Pierre Astier dénonce une "centralisation sans partage" de l'édition française

Pierre Astier - OLIVIER DION

Dans une tribune publiée dans Le Monde, l’agent littéraire estime que la francophonie est "un grand désert éditorial" à cause d’une domination impérialiste exercée par l’édition française.

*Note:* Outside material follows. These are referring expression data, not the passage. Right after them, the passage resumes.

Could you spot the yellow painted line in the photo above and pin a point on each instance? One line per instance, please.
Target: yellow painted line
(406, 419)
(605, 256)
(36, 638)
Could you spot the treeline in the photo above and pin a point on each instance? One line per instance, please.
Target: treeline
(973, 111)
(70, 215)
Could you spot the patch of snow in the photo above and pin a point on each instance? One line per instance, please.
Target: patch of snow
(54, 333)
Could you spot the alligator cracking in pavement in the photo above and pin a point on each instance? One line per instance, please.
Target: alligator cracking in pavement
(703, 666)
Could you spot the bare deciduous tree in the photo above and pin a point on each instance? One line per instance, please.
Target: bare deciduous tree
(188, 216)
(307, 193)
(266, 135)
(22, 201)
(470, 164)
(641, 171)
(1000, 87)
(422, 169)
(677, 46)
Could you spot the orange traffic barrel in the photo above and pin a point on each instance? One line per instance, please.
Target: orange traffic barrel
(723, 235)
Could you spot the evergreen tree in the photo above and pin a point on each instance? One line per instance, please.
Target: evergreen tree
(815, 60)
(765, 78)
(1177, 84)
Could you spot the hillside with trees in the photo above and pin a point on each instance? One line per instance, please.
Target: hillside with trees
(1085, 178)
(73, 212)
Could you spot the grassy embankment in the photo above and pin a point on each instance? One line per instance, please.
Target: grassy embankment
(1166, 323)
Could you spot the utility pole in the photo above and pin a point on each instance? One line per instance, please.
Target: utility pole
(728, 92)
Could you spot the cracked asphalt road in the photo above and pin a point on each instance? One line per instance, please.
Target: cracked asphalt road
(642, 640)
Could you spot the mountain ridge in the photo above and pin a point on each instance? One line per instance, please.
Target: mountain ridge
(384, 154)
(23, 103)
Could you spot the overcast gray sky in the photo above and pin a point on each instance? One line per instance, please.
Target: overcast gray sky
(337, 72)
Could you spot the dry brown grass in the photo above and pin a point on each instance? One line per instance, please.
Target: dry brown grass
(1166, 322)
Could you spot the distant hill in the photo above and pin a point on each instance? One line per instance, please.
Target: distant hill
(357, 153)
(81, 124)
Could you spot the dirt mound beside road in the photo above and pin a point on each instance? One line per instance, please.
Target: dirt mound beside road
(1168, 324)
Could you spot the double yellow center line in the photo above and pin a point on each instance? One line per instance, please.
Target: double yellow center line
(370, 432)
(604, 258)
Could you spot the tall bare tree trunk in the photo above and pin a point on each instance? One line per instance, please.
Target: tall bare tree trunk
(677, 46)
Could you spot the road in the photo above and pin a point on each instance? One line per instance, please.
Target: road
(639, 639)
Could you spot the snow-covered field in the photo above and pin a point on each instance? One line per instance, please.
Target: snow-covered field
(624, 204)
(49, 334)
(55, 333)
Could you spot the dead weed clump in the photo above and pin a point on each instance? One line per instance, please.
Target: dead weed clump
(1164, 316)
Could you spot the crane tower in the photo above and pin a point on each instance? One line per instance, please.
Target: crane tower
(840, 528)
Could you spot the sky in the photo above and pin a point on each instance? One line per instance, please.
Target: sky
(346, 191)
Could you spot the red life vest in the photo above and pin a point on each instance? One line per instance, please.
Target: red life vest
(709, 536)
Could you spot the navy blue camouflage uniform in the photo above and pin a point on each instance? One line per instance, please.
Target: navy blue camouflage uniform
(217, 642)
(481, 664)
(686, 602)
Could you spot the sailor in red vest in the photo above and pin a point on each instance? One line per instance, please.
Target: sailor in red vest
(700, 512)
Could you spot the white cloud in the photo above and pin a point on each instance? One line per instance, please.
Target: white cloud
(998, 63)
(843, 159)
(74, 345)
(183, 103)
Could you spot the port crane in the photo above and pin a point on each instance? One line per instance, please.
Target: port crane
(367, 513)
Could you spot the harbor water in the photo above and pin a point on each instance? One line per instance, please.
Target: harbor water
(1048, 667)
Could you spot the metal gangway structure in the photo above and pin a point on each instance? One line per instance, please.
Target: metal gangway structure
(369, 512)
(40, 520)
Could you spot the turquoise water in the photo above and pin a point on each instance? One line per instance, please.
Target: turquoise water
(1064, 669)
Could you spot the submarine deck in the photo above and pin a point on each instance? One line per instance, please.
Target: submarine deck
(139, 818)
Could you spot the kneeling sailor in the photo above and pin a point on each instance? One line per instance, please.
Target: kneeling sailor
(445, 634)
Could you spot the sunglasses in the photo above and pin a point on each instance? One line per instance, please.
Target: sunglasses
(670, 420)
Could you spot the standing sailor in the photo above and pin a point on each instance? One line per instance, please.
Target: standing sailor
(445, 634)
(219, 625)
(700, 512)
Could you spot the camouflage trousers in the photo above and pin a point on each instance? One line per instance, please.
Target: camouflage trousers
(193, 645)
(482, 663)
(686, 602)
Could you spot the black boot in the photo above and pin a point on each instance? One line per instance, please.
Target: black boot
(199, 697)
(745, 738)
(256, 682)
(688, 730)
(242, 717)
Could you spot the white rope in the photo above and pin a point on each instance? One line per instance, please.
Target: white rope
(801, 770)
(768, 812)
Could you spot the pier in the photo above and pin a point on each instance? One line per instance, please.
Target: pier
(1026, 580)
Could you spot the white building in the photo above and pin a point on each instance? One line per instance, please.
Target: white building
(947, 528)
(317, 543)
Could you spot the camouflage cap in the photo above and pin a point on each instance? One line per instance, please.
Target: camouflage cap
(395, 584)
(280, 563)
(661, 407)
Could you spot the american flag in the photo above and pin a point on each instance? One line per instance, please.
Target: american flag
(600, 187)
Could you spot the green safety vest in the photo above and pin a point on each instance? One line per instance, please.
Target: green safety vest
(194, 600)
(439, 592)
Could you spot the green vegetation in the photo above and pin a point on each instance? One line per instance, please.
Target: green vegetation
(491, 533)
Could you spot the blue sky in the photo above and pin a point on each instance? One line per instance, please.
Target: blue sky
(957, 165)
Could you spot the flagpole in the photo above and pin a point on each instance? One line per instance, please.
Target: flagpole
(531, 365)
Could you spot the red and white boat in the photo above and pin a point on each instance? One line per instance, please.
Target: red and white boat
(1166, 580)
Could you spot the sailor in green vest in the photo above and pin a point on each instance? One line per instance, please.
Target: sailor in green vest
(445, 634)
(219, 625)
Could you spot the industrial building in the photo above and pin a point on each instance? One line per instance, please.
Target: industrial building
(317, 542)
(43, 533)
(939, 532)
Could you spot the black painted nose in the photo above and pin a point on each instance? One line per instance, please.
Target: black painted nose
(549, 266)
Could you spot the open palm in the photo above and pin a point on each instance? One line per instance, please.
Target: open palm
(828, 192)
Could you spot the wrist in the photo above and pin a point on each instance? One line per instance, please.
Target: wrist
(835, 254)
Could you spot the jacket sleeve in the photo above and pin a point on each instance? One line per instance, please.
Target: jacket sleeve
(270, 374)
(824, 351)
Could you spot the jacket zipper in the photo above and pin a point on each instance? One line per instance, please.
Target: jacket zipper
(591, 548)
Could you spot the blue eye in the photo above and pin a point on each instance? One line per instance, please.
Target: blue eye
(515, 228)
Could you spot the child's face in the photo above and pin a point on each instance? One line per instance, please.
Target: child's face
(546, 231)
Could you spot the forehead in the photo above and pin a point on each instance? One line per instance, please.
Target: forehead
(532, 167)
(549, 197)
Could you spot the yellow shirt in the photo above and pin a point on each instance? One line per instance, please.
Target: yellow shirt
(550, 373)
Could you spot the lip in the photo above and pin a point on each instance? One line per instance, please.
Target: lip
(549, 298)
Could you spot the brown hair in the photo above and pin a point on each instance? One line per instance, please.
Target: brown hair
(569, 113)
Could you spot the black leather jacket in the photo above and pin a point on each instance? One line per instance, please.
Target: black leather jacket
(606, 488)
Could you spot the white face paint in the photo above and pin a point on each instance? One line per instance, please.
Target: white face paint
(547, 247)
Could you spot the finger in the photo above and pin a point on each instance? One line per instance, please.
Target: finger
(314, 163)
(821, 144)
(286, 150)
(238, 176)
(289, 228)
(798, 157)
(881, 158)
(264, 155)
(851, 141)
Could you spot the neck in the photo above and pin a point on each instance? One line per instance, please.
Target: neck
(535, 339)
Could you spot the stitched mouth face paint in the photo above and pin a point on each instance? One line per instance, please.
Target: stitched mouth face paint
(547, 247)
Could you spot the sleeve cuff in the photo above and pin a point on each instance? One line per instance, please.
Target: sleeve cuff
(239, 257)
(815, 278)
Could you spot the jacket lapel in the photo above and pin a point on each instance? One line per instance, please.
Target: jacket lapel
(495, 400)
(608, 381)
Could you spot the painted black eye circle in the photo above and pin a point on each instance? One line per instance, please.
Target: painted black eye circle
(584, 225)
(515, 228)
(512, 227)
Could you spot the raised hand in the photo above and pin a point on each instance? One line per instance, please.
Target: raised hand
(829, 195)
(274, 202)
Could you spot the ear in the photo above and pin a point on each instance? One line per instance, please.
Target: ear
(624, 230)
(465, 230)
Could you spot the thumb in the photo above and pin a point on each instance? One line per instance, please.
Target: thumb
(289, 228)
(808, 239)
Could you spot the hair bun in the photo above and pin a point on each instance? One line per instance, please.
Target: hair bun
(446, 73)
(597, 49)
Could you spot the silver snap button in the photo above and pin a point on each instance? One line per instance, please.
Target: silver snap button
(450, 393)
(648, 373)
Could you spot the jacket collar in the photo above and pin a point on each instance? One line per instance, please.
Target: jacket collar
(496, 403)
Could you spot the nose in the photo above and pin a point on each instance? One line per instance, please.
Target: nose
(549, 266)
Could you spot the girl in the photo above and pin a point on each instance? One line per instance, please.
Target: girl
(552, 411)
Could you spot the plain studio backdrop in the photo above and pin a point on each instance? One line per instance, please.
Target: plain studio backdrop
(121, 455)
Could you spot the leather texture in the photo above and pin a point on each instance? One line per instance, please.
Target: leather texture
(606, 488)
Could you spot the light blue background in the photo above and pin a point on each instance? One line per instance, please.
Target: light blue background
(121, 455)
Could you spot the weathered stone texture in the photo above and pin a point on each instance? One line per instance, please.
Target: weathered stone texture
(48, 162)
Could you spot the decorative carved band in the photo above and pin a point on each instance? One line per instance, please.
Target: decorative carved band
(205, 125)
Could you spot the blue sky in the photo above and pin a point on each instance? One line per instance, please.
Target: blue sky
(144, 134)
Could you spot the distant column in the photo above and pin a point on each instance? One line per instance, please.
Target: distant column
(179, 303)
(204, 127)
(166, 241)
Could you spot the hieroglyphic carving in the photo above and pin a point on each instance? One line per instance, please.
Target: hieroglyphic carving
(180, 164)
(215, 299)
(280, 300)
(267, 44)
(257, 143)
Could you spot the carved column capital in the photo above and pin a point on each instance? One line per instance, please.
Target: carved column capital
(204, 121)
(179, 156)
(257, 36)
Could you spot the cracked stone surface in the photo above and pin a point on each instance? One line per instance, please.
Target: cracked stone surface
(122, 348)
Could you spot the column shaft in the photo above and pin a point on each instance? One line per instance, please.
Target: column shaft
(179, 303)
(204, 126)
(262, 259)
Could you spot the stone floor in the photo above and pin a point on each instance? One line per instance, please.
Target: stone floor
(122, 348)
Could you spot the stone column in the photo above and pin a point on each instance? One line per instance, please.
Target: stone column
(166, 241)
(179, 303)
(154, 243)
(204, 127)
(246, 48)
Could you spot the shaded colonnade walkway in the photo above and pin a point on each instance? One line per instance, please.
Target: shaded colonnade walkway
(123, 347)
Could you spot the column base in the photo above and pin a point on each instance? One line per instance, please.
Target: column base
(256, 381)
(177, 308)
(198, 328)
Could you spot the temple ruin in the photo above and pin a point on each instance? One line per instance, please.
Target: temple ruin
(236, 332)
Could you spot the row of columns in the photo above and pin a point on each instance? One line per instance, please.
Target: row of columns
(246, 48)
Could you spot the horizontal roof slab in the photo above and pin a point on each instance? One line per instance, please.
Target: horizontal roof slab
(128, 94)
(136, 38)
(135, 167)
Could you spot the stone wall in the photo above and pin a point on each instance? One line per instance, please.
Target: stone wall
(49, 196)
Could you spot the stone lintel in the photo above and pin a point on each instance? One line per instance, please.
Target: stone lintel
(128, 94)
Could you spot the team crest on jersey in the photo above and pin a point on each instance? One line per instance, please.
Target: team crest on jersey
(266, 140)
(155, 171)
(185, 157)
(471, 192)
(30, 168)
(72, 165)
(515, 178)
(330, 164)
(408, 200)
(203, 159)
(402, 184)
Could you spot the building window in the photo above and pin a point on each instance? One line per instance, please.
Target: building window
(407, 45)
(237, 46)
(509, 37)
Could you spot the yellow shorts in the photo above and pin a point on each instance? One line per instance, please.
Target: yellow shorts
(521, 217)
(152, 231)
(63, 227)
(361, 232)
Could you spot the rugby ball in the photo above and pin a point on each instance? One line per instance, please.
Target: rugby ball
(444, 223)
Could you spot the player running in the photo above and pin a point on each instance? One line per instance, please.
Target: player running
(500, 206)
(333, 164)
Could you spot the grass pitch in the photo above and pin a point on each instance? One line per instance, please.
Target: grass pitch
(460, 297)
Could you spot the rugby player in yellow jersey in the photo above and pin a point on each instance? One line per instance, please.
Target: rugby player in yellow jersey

"La francophonie est malheureusement un grand désert éditorial avec un centre hypertrophié", estime l’agent littéraire Pierre Astier dans une tribune publiée mardi 13 février dans Le Monde. Son texte fait suite au refus d'Alain Mabanckou de participer, aux côtés de Leïla Slimani, aux travaux engagés autour de la francophonie.
 
Dans une lettre ouverte publiée en janvier dernier dans BibliObs, l'auteur de Mémoires de porc-épic (Le Seuil), lauréat du Renaudot 2006, expliquait notamment son refus par une perception de la francophonie "comme la continuation de la politique étrangère de la France dans ses anciennes colonies".
 
Dans sa tribune, Pierre Astier va plus loin en dénonçant une "centralisation sans partage" et une appropriation de "tous les droits d'auteurs francophones" par les éditeurs français qui privilégient une "exportation coûteuse" et privent ainsi les pays francophones de "leurs écrivains les plus emblématiques".

Une concentration éditoriale à Paris

"A ce titre, la production de livres en langue française, dans l’espace francophone, largement dominée et de manière impériale, voire impérialiste, par la France, est somme toute dérisoire. Sur une production mondiale en langue française estimée à 110000 nouveautés par an (on ne connaît pas le chiffre exact), environ 90000 le sont par l’Europe francophone (France, Suisse et Belgique), 15000 par le Canada francophone, le reste par les autres pays", précise-t-il alors que le monde anglophone produit un livre sur six en dehors du Royaume Uni et des Etats Unis.

L'agent se désole de constater une Académie française sans reconnaissance pour les élites d'autres pays, des éditeurs africains privés du marché lucratif des manuels scolaires, un désintérêt pour le livre par l'Organisation internationale de la Francophonie. "L’OIF n’a jamais procédé à l’établissement de statistiques. Pourquoi? Le recensement des éditeurs en langue française dans le monde devrait être une absolue priorité", explique-t-il, regrettant une non-conscience de l'importance du livre dans la francophonie.

"Le débat sur la francophonie est un débat passionnant. Mais la francophonie économique ne peut exister sans une francophonie éditoriale basée sur l’échange et la coopération, quand bien même on s’accorde à saluer une très créative francophonie littéraire", conclut Pierre Astier dans l'espoir que les choses évoluent dans ce sens.